The Gulf coast was devastated this past summer, as everyone on the planet knows. People have lost homes, jobs and loved ones; and, life as they knew it may never return.
In all of the storm coverage, the losses in the fishing industry sort of took a back seat to the losses on which the news media chose to concentrate. Guides and commercial fishermen lost homes, boats, income and a way of life. Many of them will not return to fishing any time soon. Some had no insurance. Others lost loved ones and cant make themselves return at least not just yet.
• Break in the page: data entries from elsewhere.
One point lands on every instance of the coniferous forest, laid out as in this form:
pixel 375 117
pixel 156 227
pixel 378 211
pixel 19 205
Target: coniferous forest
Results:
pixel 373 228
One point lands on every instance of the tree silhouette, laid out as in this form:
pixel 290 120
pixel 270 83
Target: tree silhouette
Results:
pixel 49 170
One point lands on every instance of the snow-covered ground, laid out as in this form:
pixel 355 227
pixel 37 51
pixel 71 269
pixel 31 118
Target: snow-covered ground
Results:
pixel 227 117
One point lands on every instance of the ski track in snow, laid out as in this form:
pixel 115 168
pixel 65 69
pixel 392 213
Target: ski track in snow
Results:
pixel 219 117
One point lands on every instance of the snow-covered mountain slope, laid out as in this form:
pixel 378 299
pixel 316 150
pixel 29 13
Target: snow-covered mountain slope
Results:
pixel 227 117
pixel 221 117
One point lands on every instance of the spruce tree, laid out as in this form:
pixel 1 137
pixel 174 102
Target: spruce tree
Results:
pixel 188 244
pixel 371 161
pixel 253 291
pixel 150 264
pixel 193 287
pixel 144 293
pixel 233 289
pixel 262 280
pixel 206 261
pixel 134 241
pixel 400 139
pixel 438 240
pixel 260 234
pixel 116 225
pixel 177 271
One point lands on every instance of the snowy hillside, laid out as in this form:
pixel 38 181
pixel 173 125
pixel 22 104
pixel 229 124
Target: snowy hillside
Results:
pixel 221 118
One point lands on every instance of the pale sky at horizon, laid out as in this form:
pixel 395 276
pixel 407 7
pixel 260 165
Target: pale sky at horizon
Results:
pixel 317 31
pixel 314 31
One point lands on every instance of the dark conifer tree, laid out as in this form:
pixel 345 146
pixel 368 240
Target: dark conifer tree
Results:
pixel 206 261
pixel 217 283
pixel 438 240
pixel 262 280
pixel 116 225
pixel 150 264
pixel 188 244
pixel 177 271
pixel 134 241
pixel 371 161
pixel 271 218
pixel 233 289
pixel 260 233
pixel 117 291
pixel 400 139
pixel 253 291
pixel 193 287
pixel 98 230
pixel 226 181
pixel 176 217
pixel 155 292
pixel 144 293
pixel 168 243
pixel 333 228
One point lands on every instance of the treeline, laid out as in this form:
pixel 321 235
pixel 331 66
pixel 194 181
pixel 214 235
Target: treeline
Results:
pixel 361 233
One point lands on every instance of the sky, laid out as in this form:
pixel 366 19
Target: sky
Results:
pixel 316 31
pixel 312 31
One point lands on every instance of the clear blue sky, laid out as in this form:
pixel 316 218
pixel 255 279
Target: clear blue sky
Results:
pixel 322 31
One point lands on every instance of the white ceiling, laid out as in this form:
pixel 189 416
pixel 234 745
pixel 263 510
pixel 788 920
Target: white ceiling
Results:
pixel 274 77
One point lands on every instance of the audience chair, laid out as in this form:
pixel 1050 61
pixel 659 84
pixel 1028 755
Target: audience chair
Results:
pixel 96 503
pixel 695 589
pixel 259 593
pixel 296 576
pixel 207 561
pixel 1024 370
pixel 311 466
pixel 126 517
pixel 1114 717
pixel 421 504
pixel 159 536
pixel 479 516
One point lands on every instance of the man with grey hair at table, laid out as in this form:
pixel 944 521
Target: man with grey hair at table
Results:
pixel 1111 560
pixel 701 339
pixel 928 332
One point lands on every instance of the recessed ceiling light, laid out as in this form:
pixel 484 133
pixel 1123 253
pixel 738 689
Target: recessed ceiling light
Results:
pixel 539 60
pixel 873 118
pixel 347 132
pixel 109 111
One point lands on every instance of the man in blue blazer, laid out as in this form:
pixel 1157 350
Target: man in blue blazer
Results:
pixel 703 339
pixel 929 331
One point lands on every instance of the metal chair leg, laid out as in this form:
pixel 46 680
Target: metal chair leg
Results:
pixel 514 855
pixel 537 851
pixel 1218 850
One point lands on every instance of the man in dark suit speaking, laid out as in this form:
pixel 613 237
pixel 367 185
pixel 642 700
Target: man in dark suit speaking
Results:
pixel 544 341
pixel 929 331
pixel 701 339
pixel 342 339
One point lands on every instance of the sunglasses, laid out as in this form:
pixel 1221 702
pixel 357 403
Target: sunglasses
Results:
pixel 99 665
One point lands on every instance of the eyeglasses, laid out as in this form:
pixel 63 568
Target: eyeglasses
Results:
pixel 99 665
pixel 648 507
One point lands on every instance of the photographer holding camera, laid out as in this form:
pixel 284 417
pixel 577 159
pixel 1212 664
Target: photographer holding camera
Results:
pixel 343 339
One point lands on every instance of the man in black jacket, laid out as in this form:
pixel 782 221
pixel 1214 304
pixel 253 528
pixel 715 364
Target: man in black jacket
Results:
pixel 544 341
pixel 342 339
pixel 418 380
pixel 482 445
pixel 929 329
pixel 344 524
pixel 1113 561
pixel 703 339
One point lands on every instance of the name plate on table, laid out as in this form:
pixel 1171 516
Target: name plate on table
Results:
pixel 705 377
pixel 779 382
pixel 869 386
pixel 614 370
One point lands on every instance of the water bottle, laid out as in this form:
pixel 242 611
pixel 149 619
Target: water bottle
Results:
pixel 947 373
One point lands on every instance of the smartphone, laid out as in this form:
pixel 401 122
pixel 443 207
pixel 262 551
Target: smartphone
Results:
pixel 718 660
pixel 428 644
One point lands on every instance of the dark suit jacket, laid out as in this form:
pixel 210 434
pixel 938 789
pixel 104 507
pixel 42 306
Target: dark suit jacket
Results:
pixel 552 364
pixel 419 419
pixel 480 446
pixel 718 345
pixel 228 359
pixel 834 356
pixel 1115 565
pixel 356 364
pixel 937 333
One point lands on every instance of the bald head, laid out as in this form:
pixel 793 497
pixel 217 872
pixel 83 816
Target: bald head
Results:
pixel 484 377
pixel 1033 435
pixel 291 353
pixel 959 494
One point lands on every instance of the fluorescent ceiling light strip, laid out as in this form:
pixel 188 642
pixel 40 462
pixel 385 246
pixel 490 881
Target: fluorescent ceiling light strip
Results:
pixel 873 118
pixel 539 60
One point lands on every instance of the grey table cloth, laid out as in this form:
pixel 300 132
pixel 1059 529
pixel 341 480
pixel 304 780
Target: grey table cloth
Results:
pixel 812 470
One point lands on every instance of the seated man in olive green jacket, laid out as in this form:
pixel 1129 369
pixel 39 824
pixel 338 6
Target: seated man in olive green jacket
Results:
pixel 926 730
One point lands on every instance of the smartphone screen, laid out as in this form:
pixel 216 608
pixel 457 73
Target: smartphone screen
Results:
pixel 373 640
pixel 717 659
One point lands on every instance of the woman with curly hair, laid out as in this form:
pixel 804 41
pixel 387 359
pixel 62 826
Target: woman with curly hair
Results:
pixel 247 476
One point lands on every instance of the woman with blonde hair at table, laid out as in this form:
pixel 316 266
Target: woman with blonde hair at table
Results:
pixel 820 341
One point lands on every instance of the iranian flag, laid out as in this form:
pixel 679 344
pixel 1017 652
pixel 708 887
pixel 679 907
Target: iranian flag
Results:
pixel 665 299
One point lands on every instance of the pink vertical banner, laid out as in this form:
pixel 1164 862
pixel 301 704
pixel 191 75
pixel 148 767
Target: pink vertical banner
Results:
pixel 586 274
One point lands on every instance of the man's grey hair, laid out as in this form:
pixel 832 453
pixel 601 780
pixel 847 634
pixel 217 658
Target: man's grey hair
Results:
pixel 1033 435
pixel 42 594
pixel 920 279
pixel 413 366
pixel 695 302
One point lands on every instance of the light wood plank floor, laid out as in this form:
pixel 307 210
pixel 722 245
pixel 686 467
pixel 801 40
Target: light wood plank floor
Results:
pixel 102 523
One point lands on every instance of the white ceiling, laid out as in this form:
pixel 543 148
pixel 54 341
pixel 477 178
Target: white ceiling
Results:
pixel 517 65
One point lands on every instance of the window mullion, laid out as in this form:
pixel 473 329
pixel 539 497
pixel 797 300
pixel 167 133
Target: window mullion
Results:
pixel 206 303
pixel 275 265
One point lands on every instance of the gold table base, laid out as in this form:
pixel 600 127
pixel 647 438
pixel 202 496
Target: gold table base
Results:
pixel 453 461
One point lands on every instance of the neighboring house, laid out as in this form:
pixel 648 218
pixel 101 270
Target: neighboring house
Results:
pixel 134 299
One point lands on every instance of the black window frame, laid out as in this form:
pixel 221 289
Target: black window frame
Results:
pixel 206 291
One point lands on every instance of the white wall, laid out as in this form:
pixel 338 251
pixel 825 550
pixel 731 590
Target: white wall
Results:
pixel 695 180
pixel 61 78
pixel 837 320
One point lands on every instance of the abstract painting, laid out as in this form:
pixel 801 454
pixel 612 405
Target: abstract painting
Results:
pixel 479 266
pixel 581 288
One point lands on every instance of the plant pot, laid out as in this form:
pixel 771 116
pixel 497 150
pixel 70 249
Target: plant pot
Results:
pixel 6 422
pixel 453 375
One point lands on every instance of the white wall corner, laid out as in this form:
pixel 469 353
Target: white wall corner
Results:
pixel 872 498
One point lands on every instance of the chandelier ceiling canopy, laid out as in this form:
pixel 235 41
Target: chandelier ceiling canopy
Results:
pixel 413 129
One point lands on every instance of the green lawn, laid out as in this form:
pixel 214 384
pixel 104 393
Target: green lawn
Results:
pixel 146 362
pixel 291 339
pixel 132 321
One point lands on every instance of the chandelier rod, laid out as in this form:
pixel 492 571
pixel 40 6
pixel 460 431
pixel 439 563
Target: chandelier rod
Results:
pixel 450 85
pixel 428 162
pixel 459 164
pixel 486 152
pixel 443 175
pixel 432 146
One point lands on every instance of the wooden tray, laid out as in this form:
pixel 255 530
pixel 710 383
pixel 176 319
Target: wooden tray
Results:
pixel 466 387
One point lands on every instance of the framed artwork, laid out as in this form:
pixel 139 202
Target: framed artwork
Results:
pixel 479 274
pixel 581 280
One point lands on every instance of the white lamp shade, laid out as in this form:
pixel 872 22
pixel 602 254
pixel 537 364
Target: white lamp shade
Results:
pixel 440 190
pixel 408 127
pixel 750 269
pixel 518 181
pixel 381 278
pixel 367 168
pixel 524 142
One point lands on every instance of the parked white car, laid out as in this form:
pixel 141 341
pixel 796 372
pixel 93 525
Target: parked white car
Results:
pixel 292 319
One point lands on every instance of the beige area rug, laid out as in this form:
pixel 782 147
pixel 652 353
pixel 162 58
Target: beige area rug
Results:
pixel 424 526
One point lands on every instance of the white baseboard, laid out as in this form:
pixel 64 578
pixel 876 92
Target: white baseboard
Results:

That was the human toll. One wonders what the toll on the whole Gulf coast fishery will be over the next few years. Time will tell, but for at least a couple of anglers, it appears that the fish may not have been affected as badly as I for one had imagined.
Jason Marsh, working in the hurricane area on loan from his job in Florida, went fishing with fellow worker and Louisiana native Ken Trahan. Fishing the marshes of Bayou Dularge in southern Louisiana, they caught a nice limit of speckled trout.
Using a method familiar to spec anglers along the Gulf coast, they fished plastics with a chartreuse colored sparkle beetle under a rattling cork. They fished a flat in the bayou on a falling tide, and left the fish still hitting. See his and Jason's catch in this gallery.
Does this mean that future fishing in the hurricane area will return to normal? One can only hope so, but if this trip is any indication, it is already on the way back!